Dear World,
Today was a particularly difficult day. I often times don't realize how my actions effect other people. I ended up hurting one of the other ELITEs because of it. It got to a point where one of the mentors intervened and made us sit down with her and talk about what was going on. One thing in-particular I hadn't even noticed that I had done, but that was my immature ignorance.
Why does that happen? Why are we (sometimes) unknowingly mean to other people. It can be the cause for sooo much hurt and pain. I was so frustrated with what had happened because I felt like I'd let God down. It, in and of itself, was not crazy and extremely bad. This girl was hurt, yes, but compared to other things, it could have been easily avoided. I'm not sure why I was effected so deeply by this incident though. It wasn't life changing. It was merely a rough patch in a relationship with a friend that I'm not even extremely close to. So... why was it such a big deal? I had started crying when the mentor was talking to the two of us. And I sat by myself for about a half hour, thinking and mulling this incident over in my head. I was close to tears the whole time.
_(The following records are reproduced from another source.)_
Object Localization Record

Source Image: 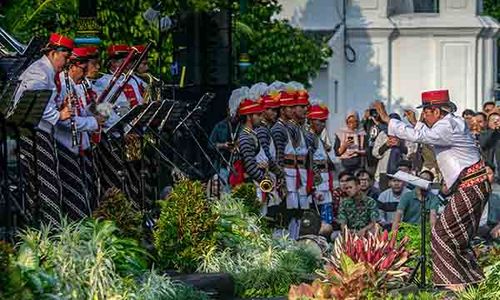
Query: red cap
[85,46,99,58]
[280,91,297,106]
[417,90,451,108]
[238,99,264,116]
[47,33,75,51]
[307,105,330,120]
[295,90,309,106]
[261,94,280,109]
[108,45,130,58]
[130,45,146,54]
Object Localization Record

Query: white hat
[228,86,250,117]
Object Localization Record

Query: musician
[93,45,143,208]
[375,90,491,291]
[306,103,333,236]
[54,47,104,220]
[238,92,269,200]
[77,46,101,107]
[268,81,300,239]
[14,33,74,224]
[250,82,284,216]
[287,82,309,209]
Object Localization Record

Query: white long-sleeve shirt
[389,113,480,187]
[14,55,59,133]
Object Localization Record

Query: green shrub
[398,223,432,279]
[93,188,143,240]
[231,183,261,214]
[153,180,217,272]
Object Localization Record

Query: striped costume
[15,56,62,225]
[54,72,99,220]
[389,113,491,287]
[271,119,288,167]
[238,127,265,182]
[254,123,284,178]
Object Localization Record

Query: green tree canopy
[0,0,330,85]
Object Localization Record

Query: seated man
[356,169,380,199]
[377,178,408,230]
[478,163,500,240]
[392,171,439,231]
[337,176,378,235]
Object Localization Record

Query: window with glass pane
[413,0,439,13]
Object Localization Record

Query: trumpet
[259,170,274,193]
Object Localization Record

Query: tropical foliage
[397,223,432,278]
[198,197,319,297]
[289,229,410,299]
[2,220,206,299]
[93,188,143,240]
[154,180,217,272]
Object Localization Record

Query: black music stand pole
[125,102,163,211]
[103,104,146,202]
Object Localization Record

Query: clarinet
[64,71,78,147]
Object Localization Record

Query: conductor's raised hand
[373,101,391,123]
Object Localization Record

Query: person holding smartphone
[333,112,368,172]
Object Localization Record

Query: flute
[64,71,78,147]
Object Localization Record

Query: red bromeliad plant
[288,230,410,300]
[329,228,410,279]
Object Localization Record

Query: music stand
[6,90,55,233]
[387,171,435,288]
[124,102,163,136]
[123,102,163,210]
[103,104,147,134]
[103,104,146,193]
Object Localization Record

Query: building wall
[280,0,499,131]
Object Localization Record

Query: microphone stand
[408,192,429,288]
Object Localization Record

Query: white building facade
[280,0,499,130]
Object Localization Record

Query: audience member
[392,171,439,231]
[356,169,380,199]
[488,109,500,183]
[372,114,408,190]
[337,176,378,235]
[483,101,496,115]
[361,107,387,174]
[462,109,476,129]
[478,164,500,240]
[479,112,500,164]
[377,178,408,230]
[474,112,488,132]
[333,112,368,172]
[332,171,354,231]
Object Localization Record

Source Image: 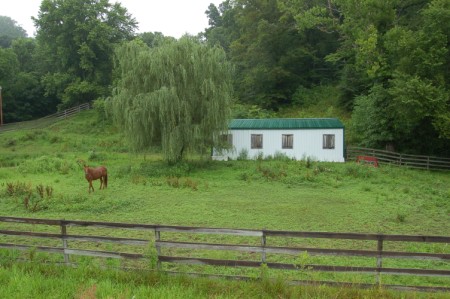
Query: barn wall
[215,129,344,162]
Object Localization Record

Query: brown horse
[83,165,108,193]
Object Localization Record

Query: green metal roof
[228,118,344,130]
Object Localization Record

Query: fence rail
[347,146,450,170]
[0,217,450,291]
[0,103,92,134]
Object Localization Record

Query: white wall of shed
[213,129,344,162]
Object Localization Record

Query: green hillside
[0,110,450,298]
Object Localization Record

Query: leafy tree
[108,36,232,162]
[34,0,136,107]
[137,32,175,48]
[205,0,335,110]
[281,0,450,155]
[0,16,27,48]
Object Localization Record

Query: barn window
[220,134,233,147]
[323,134,334,149]
[251,134,262,149]
[281,134,294,149]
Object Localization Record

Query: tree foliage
[281,0,450,155]
[109,36,236,162]
[0,16,27,48]
[34,0,136,106]
[205,0,336,110]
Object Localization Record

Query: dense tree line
[0,0,450,156]
[205,0,450,156]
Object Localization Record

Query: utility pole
[0,86,3,127]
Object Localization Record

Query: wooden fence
[347,146,450,170]
[0,217,450,292]
[0,103,92,134]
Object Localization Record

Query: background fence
[0,103,92,134]
[347,146,450,170]
[0,217,450,291]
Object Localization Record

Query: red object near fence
[356,156,378,167]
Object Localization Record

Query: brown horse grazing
[83,165,108,193]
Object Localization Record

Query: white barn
[212,118,345,162]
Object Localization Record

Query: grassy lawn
[0,111,450,298]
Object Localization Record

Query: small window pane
[220,134,233,147]
[281,134,294,149]
[251,134,262,149]
[323,134,334,149]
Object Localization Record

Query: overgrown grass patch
[0,112,450,298]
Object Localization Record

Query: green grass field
[0,111,450,298]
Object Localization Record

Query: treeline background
[0,0,450,157]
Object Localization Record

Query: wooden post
[61,219,69,264]
[261,228,266,264]
[155,228,161,271]
[376,236,383,285]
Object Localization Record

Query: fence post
[155,228,161,271]
[261,228,266,264]
[60,219,69,264]
[376,236,383,285]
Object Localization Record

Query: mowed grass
[0,111,450,297]
[0,111,450,235]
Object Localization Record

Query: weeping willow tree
[108,36,233,163]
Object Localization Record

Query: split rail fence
[0,217,450,292]
[346,146,450,170]
[0,103,92,134]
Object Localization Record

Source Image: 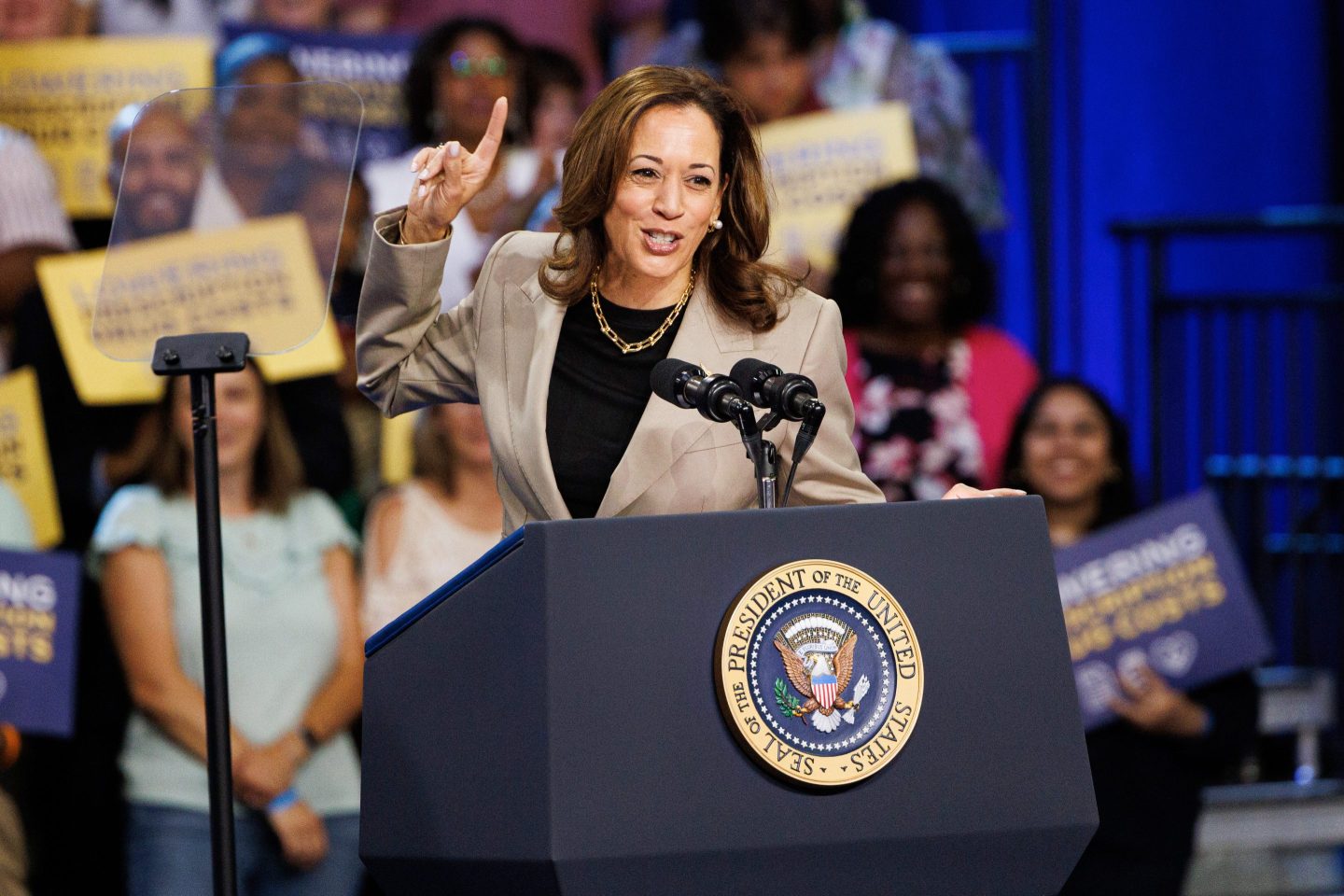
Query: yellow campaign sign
[0,367,62,550]
[92,214,327,360]
[761,102,919,274]
[37,240,345,404]
[379,411,425,485]
[0,37,213,217]
[37,248,164,404]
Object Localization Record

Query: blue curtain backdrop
[897,0,1338,490]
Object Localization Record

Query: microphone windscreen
[650,357,705,404]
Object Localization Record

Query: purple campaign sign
[224,22,415,164]
[0,551,79,736]
[1055,492,1270,730]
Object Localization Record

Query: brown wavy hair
[149,364,305,513]
[540,66,798,333]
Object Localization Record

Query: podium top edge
[364,526,526,660]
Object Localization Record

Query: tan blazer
[355,210,883,532]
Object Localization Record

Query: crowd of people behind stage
[0,0,1253,896]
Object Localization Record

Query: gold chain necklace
[589,267,694,355]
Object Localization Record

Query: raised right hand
[402,97,508,244]
[268,801,328,871]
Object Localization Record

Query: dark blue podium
[360,498,1097,896]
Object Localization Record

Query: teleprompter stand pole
[153,333,247,896]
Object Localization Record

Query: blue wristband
[266,787,299,816]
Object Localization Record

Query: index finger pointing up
[471,97,508,168]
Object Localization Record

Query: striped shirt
[0,125,76,253]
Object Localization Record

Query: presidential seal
[715,560,923,787]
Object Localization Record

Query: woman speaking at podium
[357,66,1010,532]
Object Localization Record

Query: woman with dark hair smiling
[91,365,364,896]
[363,19,553,303]
[357,66,1010,532]
[831,177,1036,501]
[1005,379,1256,896]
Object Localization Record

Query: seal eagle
[774,631,859,716]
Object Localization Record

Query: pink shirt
[846,325,1041,489]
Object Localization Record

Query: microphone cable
[779,399,827,508]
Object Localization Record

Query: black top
[1059,672,1259,896]
[546,296,685,520]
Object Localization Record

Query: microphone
[730,357,827,507]
[650,357,754,423]
[728,357,825,423]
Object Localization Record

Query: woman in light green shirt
[92,367,363,896]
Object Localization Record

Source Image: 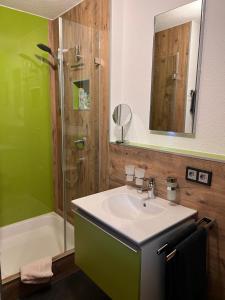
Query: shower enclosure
[0,0,109,284]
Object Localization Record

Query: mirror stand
[116,126,125,144]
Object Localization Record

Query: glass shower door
[59,18,101,248]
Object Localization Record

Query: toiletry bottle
[167,177,177,204]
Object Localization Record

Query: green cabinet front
[74,213,141,300]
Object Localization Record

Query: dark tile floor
[23,272,110,300]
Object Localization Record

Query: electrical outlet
[186,167,198,182]
[186,167,212,186]
[197,171,212,186]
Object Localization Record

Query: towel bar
[157,217,215,261]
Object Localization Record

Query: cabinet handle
[74,211,138,253]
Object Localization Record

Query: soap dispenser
[167,176,177,204]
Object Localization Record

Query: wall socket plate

So anyways... I didn't feel like comparing something that happened during the day to how I could have done it better, or how it relates to Christianity. This had been a big part of the day, and it has been on my mind for quite some time. That's basically what I'm using this blog for though. Writing down the big events of the day, good, or bad. Maybe, after a night of thinking things over, and another day at camp, I'll have better thoughts and feelings about what happened.